Assuming you have Cython installed, you can cause the program to compile to C with:

python driver.py

Simulation Paramaters

An example test.conf file is provided for configuration options. The file accepts values for the material Lame parameters and density, the size of the grid, the number of points in each dimension, the initial and final time, and an output file. This file can be modified directly or used as a template.To run a simulation with specific parameters, call:

python driver.py your_config_file.conf

where your_config_file.conf contained the relevant parameters for your problem. A picture of this process is also displayed below.

Initial and Boundary Conditions

You will also need to implement the relevant boundary conditions for the problem you wish to solve. This is done in the set_boundary_conditions() function in sim.pyx. Shear wave initial conditions have been provided as an example to demonstrate how to implement initial conditions. Note that in the parallel case, to properly load in initial conditions it is necessary to account for the fact that each processor is shifted in space. These shifts can be computed simply using cx, cy, and cz, the indices of the processor in the Cartesian communicator (described more in detail in the technical details below). Simply multiply each Cartesian index ci by the number of subdomain grid elements in that direction, n_i.

Parallel Branch

To pull the parallel code, checkout the parallel_MPI branch:

git checkout parallel_MPI

The code can be run just as in the case of the serial file by calling:

mpirun -np n python driver.py [your configuration file]

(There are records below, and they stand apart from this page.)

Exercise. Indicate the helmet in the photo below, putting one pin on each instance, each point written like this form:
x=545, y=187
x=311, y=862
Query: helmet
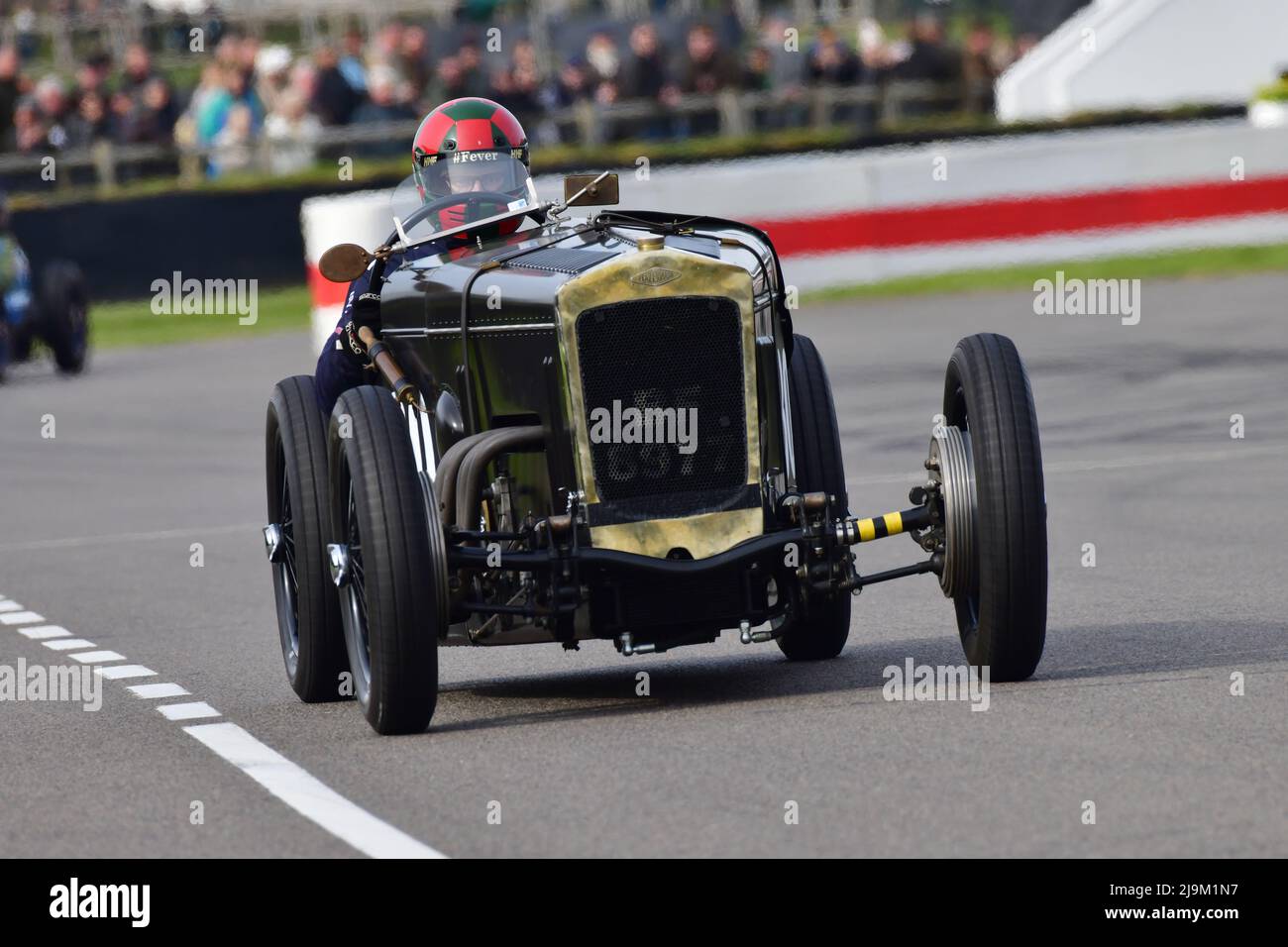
x=472, y=145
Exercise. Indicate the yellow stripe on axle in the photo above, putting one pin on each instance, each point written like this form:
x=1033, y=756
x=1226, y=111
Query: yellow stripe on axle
x=892, y=523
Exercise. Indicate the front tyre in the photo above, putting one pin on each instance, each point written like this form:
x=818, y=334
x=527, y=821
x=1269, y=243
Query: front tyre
x=393, y=578
x=308, y=612
x=1001, y=607
x=819, y=633
x=64, y=315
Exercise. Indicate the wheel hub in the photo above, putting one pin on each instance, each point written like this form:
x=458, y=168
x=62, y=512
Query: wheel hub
x=952, y=466
x=274, y=547
x=338, y=562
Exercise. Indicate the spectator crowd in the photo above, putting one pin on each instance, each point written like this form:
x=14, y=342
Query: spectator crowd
x=249, y=93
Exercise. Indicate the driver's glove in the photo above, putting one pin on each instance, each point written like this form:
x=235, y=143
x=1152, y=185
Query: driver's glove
x=365, y=312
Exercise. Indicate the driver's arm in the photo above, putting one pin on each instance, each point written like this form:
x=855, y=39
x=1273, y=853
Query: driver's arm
x=342, y=364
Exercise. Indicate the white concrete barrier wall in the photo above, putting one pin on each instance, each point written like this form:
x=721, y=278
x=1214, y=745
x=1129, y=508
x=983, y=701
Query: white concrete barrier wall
x=1147, y=54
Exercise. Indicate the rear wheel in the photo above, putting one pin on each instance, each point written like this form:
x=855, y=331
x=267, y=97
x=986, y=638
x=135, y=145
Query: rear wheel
x=393, y=592
x=819, y=633
x=1001, y=600
x=308, y=612
x=64, y=315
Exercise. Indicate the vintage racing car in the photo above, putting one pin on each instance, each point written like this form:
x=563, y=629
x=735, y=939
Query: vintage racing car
x=54, y=309
x=606, y=428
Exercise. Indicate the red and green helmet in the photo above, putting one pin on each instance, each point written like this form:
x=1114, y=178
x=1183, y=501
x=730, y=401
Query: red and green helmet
x=469, y=145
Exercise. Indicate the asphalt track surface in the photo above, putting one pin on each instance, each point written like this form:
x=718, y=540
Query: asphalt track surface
x=1131, y=706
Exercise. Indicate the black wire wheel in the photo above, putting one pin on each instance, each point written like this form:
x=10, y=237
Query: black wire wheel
x=390, y=571
x=64, y=315
x=991, y=455
x=308, y=616
x=822, y=631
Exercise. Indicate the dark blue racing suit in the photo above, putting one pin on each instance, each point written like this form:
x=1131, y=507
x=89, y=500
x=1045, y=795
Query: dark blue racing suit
x=339, y=367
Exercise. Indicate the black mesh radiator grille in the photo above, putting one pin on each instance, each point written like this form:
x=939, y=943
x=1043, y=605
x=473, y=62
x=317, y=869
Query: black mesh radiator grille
x=678, y=363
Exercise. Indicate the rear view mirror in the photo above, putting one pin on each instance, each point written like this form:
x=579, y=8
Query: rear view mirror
x=344, y=263
x=600, y=189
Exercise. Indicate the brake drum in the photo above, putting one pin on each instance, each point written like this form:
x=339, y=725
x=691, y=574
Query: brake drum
x=954, y=468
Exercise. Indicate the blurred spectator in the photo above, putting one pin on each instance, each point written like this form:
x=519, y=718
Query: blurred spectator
x=758, y=73
x=91, y=123
x=233, y=94
x=518, y=86
x=271, y=75
x=9, y=91
x=412, y=62
x=52, y=103
x=473, y=77
x=233, y=145
x=832, y=62
x=449, y=80
x=292, y=133
x=381, y=106
x=246, y=91
x=706, y=71
x=979, y=71
x=334, y=99
x=29, y=133
x=604, y=62
x=138, y=69
x=645, y=72
x=91, y=77
x=927, y=60
x=151, y=120
x=708, y=68
x=351, y=63
x=645, y=75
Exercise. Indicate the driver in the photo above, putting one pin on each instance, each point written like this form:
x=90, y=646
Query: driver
x=465, y=146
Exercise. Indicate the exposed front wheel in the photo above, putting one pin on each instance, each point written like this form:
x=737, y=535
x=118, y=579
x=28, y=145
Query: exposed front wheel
x=820, y=633
x=391, y=573
x=308, y=615
x=988, y=460
x=64, y=315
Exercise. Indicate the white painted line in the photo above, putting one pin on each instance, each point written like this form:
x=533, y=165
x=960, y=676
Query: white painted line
x=153, y=689
x=21, y=617
x=93, y=657
x=117, y=672
x=44, y=631
x=67, y=643
x=309, y=796
x=249, y=528
x=187, y=711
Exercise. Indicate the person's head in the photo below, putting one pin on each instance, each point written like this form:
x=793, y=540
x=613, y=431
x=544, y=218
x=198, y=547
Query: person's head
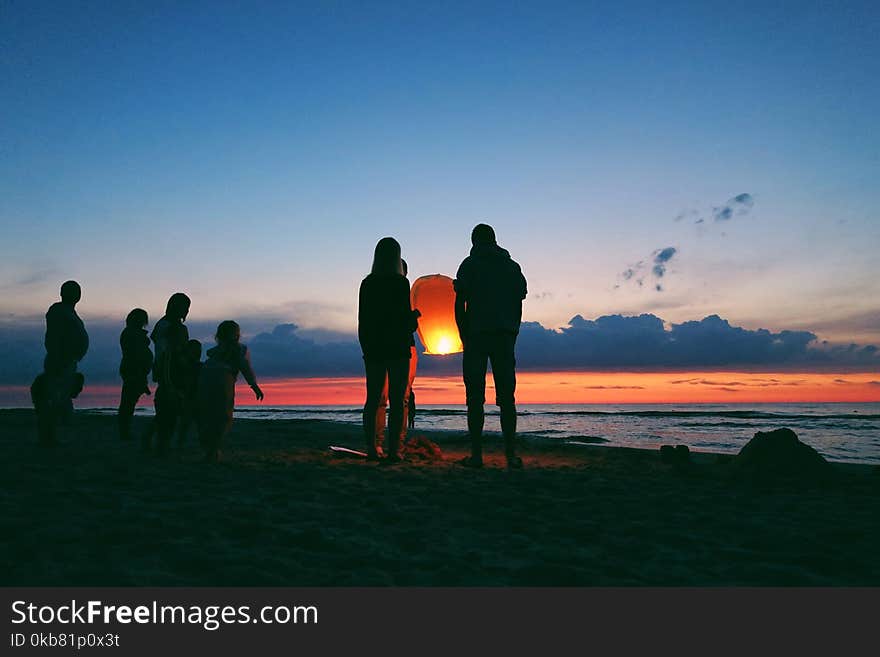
x=482, y=234
x=71, y=292
x=386, y=258
x=137, y=318
x=194, y=350
x=178, y=306
x=228, y=332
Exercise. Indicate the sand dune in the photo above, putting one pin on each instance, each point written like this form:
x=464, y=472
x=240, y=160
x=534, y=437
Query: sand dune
x=282, y=510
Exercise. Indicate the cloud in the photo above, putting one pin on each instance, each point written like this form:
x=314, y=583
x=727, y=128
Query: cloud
x=740, y=204
x=613, y=387
x=660, y=258
x=32, y=278
x=607, y=343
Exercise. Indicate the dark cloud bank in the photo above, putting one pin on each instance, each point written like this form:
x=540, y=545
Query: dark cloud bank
x=611, y=342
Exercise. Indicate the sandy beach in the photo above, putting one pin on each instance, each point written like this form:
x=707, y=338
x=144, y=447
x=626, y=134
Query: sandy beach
x=283, y=510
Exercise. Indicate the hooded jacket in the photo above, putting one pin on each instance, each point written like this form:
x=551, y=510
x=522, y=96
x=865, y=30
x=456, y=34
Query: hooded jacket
x=493, y=287
x=385, y=318
x=66, y=340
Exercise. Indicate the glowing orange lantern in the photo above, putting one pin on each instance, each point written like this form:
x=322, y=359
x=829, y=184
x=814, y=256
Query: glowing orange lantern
x=434, y=297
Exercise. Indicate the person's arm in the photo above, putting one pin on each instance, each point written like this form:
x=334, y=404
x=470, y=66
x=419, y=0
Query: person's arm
x=80, y=338
x=461, y=290
x=247, y=371
x=363, y=318
x=412, y=316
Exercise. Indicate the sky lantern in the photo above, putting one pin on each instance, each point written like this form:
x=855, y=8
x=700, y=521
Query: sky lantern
x=434, y=297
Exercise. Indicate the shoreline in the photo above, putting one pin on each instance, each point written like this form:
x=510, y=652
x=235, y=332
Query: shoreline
x=282, y=510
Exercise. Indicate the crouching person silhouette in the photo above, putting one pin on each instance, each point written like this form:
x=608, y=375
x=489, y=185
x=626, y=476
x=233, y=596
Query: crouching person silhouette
x=215, y=392
x=489, y=290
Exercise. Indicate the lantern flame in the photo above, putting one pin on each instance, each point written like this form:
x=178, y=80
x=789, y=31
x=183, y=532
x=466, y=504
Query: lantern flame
x=434, y=297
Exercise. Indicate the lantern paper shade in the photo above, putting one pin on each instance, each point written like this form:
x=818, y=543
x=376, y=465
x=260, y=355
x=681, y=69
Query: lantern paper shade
x=434, y=297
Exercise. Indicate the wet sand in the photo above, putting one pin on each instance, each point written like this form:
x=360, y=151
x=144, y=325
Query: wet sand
x=281, y=509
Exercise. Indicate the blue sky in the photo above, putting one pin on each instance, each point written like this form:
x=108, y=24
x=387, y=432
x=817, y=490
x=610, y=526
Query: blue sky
x=252, y=156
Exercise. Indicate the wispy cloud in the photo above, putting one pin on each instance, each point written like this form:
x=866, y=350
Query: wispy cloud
x=637, y=272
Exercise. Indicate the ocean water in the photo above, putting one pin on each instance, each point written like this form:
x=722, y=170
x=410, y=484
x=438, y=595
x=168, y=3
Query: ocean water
x=839, y=431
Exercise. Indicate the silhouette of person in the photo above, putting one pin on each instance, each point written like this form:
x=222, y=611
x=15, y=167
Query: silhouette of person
x=407, y=393
x=137, y=361
x=189, y=384
x=169, y=337
x=386, y=322
x=489, y=290
x=66, y=343
x=216, y=387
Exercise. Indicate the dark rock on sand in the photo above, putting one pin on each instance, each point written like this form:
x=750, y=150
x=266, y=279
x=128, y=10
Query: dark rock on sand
x=781, y=453
x=419, y=448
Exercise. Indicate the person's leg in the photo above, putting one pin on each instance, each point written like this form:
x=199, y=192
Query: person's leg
x=380, y=417
x=167, y=414
x=131, y=392
x=376, y=371
x=474, y=363
x=186, y=420
x=411, y=375
x=398, y=375
x=502, y=356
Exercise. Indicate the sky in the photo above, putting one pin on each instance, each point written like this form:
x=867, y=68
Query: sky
x=679, y=161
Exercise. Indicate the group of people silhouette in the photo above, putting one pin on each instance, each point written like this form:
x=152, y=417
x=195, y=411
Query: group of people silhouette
x=489, y=290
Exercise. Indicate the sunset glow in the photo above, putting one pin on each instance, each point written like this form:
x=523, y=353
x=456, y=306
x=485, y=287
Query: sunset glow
x=553, y=388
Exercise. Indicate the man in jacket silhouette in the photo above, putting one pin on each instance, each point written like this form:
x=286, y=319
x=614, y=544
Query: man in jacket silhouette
x=489, y=291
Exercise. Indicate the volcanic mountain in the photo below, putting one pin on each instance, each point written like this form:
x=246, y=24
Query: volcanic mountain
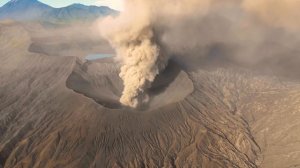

where n is the number of processors.

Background Information

Bulk metallic glasses (BMGs) are an alloy whose atoms form an amorphous, random structure, in contrast to most metals. BMGs possess exceptional mechanical properties, such as high tensile strength, excellent wear resistance, and the ability to be efficiently molded and processed. They are under consideration for a wealth of technological applications, such as next-generation smartphone cases and aircraft components. However, their amorphous structure raises fundamental unanswered questions about their mechanical properties, which has hindered their usage in structural applications where they must be guaranteed not to fail.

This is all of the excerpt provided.